Newly released documents, obtained by the American Civil Liberties Union under freedom of information laws, show that the FBI used the technology – known as automatic license plate readers (LPR) in several of its field offices, but they also show that the agency temporarily stopped the practice over privacy concerns, The Guardian reports.
“An email exchange between FBI agents dated June 2012 records that the assistant director of the FBI postponed the purchase of a particular type of camera linked to LPRs after he was advised by his own legal department, the office of general counsel (OGC), of privacy concerns.
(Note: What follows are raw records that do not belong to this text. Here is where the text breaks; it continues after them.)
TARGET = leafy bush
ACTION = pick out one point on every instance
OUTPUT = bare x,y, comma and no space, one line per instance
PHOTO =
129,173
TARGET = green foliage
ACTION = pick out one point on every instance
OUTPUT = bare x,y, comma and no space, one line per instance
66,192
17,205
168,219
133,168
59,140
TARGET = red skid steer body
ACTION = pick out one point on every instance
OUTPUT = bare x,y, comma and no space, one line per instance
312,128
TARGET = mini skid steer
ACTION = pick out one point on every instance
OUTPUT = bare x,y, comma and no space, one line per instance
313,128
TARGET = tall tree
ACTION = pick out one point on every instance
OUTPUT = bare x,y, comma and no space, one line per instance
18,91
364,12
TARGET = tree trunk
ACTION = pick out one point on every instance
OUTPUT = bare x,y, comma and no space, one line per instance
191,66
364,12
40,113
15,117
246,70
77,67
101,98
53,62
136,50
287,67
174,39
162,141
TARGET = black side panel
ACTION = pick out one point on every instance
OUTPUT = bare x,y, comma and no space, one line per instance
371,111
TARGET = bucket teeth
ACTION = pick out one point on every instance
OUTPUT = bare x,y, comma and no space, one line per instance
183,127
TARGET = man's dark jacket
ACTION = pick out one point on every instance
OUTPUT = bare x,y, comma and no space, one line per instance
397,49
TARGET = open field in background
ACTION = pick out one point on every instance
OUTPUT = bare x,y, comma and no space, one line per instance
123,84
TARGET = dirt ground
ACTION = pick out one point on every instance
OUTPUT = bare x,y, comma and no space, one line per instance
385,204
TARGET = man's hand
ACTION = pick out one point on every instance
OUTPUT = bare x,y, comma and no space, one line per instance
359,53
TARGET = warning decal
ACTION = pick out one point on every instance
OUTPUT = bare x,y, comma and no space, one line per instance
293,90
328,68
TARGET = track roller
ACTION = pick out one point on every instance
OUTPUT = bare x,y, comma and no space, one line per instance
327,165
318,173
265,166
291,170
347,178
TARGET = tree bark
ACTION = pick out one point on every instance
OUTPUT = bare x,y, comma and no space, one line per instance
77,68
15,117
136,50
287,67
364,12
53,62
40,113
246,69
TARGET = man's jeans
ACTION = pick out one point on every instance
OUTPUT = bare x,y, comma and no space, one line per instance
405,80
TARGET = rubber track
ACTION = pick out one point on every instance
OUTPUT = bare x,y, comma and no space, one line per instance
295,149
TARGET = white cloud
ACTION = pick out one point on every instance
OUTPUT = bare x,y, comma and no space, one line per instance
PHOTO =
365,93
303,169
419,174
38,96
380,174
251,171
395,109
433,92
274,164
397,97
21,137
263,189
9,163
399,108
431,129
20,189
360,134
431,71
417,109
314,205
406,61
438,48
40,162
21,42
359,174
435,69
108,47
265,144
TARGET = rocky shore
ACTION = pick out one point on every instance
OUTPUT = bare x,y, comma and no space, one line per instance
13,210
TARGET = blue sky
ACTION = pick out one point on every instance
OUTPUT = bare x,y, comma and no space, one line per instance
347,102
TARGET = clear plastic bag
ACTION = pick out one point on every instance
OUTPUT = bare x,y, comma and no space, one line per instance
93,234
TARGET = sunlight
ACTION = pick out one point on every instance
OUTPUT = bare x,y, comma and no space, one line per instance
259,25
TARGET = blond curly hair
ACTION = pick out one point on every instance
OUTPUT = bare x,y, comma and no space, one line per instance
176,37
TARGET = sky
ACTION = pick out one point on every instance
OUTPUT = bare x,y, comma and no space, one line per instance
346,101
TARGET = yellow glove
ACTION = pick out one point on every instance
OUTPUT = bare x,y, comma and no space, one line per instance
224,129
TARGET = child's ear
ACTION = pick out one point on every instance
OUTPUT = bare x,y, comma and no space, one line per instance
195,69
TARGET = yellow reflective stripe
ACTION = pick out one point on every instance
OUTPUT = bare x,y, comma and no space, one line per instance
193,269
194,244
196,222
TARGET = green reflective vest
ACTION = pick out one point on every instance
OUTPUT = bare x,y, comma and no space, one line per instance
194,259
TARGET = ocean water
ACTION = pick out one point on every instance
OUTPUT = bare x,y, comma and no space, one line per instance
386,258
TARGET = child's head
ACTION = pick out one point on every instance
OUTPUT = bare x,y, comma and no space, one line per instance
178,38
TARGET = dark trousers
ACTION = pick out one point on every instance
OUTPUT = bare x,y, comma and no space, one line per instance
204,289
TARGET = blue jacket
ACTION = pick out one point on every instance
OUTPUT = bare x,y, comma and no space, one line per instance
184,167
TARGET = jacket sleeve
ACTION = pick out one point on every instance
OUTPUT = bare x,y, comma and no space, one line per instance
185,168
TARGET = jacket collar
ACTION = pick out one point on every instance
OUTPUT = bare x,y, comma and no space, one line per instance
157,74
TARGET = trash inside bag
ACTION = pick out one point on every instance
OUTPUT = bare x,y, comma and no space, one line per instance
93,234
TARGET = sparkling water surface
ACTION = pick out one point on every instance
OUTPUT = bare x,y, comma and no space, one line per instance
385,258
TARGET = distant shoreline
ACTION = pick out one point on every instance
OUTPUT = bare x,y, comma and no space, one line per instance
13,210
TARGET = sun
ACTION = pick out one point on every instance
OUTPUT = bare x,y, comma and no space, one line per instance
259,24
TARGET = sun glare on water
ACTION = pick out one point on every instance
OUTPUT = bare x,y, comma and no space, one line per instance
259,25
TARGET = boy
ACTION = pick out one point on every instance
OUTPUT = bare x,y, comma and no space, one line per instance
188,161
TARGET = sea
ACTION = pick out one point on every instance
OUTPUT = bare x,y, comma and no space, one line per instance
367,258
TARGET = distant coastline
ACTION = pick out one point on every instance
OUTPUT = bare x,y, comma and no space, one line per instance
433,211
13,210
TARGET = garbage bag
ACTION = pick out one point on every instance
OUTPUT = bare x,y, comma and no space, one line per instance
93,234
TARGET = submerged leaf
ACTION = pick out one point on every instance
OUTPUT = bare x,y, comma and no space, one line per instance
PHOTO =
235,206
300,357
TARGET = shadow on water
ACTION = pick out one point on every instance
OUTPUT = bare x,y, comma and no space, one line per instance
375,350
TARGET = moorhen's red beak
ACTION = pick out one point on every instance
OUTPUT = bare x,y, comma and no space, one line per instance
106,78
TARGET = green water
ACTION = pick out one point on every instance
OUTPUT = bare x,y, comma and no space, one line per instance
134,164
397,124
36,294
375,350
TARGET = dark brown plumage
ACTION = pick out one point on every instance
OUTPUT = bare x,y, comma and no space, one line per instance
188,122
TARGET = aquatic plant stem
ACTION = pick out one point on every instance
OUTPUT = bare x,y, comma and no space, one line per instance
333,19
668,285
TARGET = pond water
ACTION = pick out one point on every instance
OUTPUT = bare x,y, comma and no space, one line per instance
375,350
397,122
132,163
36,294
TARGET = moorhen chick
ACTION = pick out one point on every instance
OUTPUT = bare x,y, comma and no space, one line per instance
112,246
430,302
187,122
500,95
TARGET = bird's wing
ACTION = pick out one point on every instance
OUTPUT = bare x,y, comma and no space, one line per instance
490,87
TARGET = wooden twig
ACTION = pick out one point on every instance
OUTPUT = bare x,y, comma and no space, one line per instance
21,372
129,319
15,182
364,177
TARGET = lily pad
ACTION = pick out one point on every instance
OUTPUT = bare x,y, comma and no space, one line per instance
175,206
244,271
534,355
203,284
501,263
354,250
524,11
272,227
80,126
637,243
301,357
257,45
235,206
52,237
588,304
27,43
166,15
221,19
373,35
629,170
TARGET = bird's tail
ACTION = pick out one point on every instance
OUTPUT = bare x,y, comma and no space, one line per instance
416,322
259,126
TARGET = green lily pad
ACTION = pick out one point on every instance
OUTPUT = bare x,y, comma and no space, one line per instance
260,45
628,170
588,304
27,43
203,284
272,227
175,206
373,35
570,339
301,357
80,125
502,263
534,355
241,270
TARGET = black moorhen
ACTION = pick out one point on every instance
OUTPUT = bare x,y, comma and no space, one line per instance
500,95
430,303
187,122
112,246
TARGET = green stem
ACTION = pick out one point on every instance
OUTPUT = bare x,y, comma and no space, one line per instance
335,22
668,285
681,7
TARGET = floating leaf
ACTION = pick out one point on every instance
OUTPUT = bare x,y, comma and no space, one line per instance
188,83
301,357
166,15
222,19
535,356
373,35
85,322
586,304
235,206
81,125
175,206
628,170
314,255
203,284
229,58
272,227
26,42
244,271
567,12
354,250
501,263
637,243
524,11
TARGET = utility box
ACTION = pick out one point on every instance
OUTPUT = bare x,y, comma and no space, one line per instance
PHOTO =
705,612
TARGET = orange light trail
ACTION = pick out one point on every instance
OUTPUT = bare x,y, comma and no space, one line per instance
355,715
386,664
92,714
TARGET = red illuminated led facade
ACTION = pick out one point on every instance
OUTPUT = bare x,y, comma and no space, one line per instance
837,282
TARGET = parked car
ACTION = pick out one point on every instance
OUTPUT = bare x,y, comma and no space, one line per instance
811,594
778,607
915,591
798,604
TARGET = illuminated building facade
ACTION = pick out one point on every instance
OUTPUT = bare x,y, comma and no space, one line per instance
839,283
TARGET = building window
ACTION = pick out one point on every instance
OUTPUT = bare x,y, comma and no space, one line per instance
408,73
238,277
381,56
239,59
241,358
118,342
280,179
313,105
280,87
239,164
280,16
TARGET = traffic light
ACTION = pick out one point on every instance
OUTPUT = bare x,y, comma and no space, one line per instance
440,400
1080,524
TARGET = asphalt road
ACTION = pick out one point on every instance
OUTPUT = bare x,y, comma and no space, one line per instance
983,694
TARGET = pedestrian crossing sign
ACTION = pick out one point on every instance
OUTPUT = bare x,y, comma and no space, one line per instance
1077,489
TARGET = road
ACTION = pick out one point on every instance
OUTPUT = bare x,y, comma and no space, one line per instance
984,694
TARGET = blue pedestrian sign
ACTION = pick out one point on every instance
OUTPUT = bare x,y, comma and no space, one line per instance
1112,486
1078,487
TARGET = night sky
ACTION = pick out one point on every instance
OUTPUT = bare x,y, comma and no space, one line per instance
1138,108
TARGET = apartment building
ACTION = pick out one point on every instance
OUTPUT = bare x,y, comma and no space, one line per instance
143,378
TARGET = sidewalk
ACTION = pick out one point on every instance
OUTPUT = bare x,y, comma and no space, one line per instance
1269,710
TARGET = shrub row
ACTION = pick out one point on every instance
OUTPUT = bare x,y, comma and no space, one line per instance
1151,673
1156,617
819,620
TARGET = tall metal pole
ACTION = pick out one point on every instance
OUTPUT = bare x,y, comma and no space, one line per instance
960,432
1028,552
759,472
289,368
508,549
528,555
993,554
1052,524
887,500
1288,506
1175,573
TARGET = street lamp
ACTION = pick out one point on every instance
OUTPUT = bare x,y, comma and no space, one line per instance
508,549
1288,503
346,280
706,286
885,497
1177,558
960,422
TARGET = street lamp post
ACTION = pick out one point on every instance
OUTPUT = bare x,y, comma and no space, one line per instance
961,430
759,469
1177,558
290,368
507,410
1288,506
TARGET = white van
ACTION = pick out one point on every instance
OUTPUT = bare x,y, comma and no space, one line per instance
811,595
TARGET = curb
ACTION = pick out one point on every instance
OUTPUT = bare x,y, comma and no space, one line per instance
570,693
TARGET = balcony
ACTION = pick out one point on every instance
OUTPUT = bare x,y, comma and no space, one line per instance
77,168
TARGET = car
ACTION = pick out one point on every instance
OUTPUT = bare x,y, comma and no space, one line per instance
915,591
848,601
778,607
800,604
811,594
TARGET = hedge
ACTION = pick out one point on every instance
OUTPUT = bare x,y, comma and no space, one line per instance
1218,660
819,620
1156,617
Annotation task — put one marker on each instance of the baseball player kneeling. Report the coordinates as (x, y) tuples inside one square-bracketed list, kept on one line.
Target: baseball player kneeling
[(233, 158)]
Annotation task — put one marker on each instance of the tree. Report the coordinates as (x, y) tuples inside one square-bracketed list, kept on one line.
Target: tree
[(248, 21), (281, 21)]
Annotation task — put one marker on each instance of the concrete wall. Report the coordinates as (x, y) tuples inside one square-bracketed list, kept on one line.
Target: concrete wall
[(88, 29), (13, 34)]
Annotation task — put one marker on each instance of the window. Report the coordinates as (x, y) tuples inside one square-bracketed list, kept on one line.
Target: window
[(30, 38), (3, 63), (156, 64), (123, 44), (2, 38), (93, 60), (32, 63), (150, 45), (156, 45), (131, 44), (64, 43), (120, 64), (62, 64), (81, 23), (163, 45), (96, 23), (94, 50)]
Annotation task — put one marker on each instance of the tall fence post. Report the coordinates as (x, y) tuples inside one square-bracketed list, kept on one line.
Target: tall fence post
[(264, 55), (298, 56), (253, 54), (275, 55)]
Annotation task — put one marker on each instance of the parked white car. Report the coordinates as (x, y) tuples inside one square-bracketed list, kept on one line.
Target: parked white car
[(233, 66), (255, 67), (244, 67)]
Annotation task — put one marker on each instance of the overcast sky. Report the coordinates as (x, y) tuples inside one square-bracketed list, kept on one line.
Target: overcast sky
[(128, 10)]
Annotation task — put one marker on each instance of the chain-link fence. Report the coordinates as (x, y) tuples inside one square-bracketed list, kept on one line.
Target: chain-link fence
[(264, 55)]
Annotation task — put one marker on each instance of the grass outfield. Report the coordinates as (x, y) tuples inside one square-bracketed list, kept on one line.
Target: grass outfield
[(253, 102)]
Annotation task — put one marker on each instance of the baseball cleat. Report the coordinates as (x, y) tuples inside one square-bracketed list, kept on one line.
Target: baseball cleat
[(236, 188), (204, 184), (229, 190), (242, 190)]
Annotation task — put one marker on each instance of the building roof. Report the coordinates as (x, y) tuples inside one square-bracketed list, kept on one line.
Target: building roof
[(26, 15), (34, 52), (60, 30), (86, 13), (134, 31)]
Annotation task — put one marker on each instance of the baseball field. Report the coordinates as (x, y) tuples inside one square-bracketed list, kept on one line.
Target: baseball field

The document is redacted, thus obscuring the precise nature of the camera, but it does note that the OGC is “still wrestling with LPR privacy issues,” it says in The Guardian report.
However, despite these concerns and ‘wrestling with privacy issues’, LPRs were bought in “limited quantities and deployed to numerous field offices”. An FBI spokesperson confirmed LPRs were deployed around the country and added that they were only used in already active investigations and “only when there’s a reasonable belief that the LPR will aid that investigation”.
There was no general collecting of random licence plate details, nor was such information stored anywhere, he added. However, ACLU believes the published documents give more questions than answers. “As is so often the case, we are left with the feeling that the public should know more about the policies that the FBI has developed – if the agency has guidance relating to privacy concerns over this very sensitive technology, then the public should be told about it,” said Jay Stanley ACLU’s expert on technology-related privacy issues.